Visualizing and Securing Google Cloud Run for Anthos with Octarine

By Haim Helman 

Cloud Run for Anthos: an Enterprise-Grade Knative Serverless Platform 

Google has announced the general availability of Cloud Run for Anthos, a serverless solution built on the Knative open-source project to enable portability of workloads across platforms. Anthos supports Google Kubernetes Engine (GKE) on Google Cloud, on-premises data centers, and multi-cloud environments. 

Anthos is designed for organizations who embrace Kubernetes for building and running cloud-native workloads and need an enterprise grade solution for both the public cloud and on-prem. Cloud Run delivers auto-scaling for API-driven microservices across these environments. A core advantage of using Cloud Run on Kubernetes is that it allows organizations to use the same tools they apply to all of their workloads in Kubernetes to workloads running on Cloud Run.

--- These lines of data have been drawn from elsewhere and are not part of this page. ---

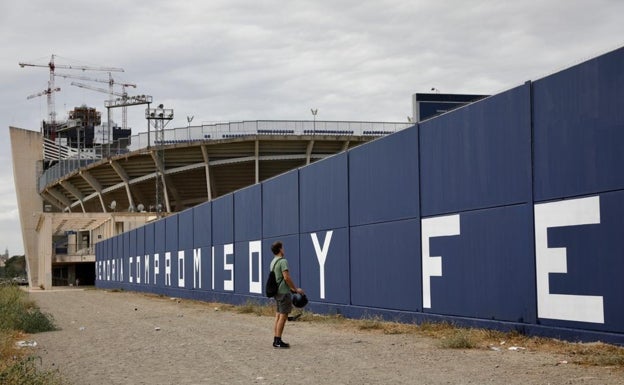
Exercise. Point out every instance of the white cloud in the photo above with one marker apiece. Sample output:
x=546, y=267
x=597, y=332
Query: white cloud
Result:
x=234, y=60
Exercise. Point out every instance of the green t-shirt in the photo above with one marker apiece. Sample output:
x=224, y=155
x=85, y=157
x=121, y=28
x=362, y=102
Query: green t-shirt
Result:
x=279, y=265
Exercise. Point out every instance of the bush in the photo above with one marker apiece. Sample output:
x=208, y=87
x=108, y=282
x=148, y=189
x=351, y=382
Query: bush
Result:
x=25, y=371
x=19, y=313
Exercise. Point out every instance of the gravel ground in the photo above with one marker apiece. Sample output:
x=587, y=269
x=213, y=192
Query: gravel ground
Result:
x=131, y=338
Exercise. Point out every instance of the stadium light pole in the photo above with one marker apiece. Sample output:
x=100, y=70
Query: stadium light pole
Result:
x=314, y=112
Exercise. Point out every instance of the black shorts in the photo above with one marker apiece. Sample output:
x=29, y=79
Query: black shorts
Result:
x=284, y=303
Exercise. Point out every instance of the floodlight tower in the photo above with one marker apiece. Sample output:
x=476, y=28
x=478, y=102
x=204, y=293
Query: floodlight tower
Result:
x=159, y=117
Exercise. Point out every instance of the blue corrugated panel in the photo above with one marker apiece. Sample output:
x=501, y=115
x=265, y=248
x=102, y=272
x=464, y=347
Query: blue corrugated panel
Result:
x=185, y=244
x=579, y=129
x=383, y=179
x=582, y=287
x=125, y=252
x=248, y=214
x=385, y=265
x=185, y=230
x=223, y=220
x=171, y=236
x=280, y=205
x=325, y=265
x=478, y=156
x=202, y=225
x=323, y=195
x=140, y=239
x=160, y=247
x=486, y=264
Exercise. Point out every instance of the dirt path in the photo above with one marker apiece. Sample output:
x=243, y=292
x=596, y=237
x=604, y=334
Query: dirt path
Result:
x=131, y=338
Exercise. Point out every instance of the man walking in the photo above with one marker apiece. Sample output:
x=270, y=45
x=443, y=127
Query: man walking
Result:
x=283, y=298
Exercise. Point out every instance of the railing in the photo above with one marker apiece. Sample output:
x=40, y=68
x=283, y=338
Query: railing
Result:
x=69, y=159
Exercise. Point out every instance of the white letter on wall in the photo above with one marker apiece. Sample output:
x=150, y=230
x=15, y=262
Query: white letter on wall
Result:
x=212, y=267
x=138, y=269
x=432, y=265
x=228, y=284
x=255, y=247
x=167, y=268
x=146, y=266
x=181, y=268
x=584, y=308
x=321, y=256
x=156, y=266
x=130, y=279
x=196, y=268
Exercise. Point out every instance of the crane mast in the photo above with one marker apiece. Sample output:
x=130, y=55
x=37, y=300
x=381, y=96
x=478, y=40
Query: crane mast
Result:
x=123, y=94
x=52, y=66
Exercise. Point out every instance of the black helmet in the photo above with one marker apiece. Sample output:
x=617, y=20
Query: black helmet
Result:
x=300, y=300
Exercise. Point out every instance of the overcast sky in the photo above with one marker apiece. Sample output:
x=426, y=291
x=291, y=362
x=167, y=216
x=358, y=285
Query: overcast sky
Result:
x=229, y=60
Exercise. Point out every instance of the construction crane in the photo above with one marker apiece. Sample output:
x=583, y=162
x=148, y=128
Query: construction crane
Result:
x=110, y=82
x=51, y=87
x=123, y=94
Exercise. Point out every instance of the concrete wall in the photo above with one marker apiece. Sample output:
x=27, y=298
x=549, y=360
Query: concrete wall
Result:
x=27, y=150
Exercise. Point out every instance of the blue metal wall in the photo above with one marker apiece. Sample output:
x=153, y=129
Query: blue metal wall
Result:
x=506, y=213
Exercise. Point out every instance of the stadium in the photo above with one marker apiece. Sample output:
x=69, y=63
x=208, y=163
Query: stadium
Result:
x=505, y=213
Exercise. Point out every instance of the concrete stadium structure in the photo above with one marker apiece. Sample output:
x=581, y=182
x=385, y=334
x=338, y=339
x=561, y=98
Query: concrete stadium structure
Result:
x=83, y=197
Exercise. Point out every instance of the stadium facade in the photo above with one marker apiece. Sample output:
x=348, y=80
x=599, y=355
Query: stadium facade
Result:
x=506, y=213
x=83, y=191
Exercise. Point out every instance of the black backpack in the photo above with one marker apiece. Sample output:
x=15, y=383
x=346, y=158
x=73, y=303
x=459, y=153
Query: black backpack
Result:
x=271, y=285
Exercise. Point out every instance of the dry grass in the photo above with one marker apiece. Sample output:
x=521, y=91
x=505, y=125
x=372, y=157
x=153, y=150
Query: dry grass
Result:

Organizations rely on Octarine’s continuous security platform to maintain security and compliance for Kubernetes workloads. Let’s take a look at how Octarine naturally extends protection against threat for Cloud Run workloads in Anthos.

Cloud Run, Istio, and Octarine

Cloud Run relies on Istio’s ingress gateway to route API requests to its ‘Activator’, which in turn forwards them to the relevant workload as defined by the Knative service object. It is possible, but not mandatory, to apply the full Istio service mesh on Knative’s services (Activator, Autoscaler, Controller and Webhook) as well as the workloads themselves.

Octarine takes a service mesh approach to runtime visibility and security for Kubernetes, either by leveraging Istio or by deploying a standalone, lightweight, Envoy-based service mesh. We have found that when using Anthos on GKE, utilizing GCP’s managed Istio is the faster way to go. 

On-prem, where managed Istio is not yet available, Octarine’s standalone service mesh is a quick and easy way to get started with establishing visibility and security that will stay effective if and when Istio is adopted in the cluster later on. 

Securing Cloud Run and Kubernetes in Anthos

Like with any platform, the responsibility for securing an Anthos environment is shared between the platform provider (Google Cloud) and the application owners (the user). Anthos, whether running on-prem or in the cloud, is a best-in-class secure platform for running cloud-native applications. It is up to the user to ensure that Kubernetes applications deployed to Anthos are configured in a way that does not introduce weaknesses and new vulnerability to that environment. 

Since there is no way to guarantee that the application itself cannot be exploited, it is advised that you limit the privileges and network access of workloads to a minimum. The last layer of defence would be a network intrusion detection system that looks for anomalies and attack signatures in the cluster’s network traffic. Octarine provides all of these capabilities by introducing a combination of admission controllers and service-mesh based network security services. 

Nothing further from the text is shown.